Dumonduh.com - Perdagangan komoditas pada Kamis (24/4) ditutup dengan kecenderungan menguat. Kenaikan ini terjadi di tengah tensi perang tarif antara Amerika Serikat dan mitra dagangnya, serta dinamika pasokan global.

Minyak Mentah

Harga minyak mentah mengalami kenaikan tipis seiring berbagai faktor yang mempengaruhi pasar. Investor mencerna pelemahan dolar AS, kemungkinan peningkatan produksi dari OPEC+, serta kabar ekonomi yang beragam termasuk konflik tarif AS dan dampak perang Rusia-Ukraina.

Mengutip data dari Reuters, harga minyak mentah Brent tercatat naik 0,7% menjadi USD 66,55 per barel, sementara harga West Texas Intermediate (WTI) asal AS meningkat 0,8% menjadi USD 62,79 per barel.

Batu Bara

Komoditas batu bara juga mencatat kenaikan pada hari yang sama. Berdasarkan data dari TradingEconomics, harga batu bara naik sebesar 1,12% ke level USD 94,75 per ton.
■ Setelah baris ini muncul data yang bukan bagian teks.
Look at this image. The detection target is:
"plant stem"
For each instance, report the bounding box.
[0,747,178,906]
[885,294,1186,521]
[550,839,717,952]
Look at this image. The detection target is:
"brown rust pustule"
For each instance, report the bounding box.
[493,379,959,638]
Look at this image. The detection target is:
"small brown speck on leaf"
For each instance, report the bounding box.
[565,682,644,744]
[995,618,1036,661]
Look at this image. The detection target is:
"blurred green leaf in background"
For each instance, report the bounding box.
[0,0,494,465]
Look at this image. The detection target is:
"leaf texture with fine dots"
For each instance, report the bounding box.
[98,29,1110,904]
Namun demikian, harga batu bara Newcastle sempat turun di bawah USD 94 per ton, menyentuh level terendah dalam empat tahun terakhir akibat lemahnya permintaan dan pasokan yang melimpah dari produsen utama. Cuaca musim dingin yang tidak terlalu ekstrem di China serta negara-negara Asia lainnya menyebabkan permintaan listrik turun drastis.

Meskipun permintaan melemah, produksi tetap tinggi. Indonesia mencatat rekor produksi 836 juta ton tahun lalu, melampaui target sebesar 18%. China pun berencana menaikkan produksinya menjadi 4,82 miliar ton tahun ini, meningkat 1,5% dari tahun sebelumnya.

Minyak Sawit (CPO)

Harga minyak sawit mentah (CPO) cenderung stabil dengan sedikit kenaikan. Menurut TradingEconomics, harga CPO meningkat 0,03% menjadi MYR 4.036 per ton.

Penguatan ini didorong oleh proyeksi peningkatan permintaan dari India dan China, dua konsumen utama, menurut Dewan Minyak Sawit Malaysia. Dari sisi ekspor, laporan surveyor kargo menunjukkan pengiriman Malaysia hingga 20 April naik antara 11,9% hingga 18,5% dibandingkan Maret. Sementara itu, ekspor dari Indonesia tercatat turun hampir 2%.

Di sisi lain, China berencana mengurangi pembelian kedelai dari AS akibat ketegangan dagang yang sedang berlangsung, yang bisa mendorong permintaan terhadap CPO. Di AS sendiri, pernyataan dari mantan Presiden Trump mengenai kemungkinan kesepakatan tarif yang lebih lunak turut mengurangi volatilitas di pasar, termasuk di sektor minyak sawit.

Nikel

Komoditas nikel mengalami kenaikan signifikan. Berdasarkan data dari TradingEconomics, harga nikel naik 1,70% menjadi USD 15.840 per ton.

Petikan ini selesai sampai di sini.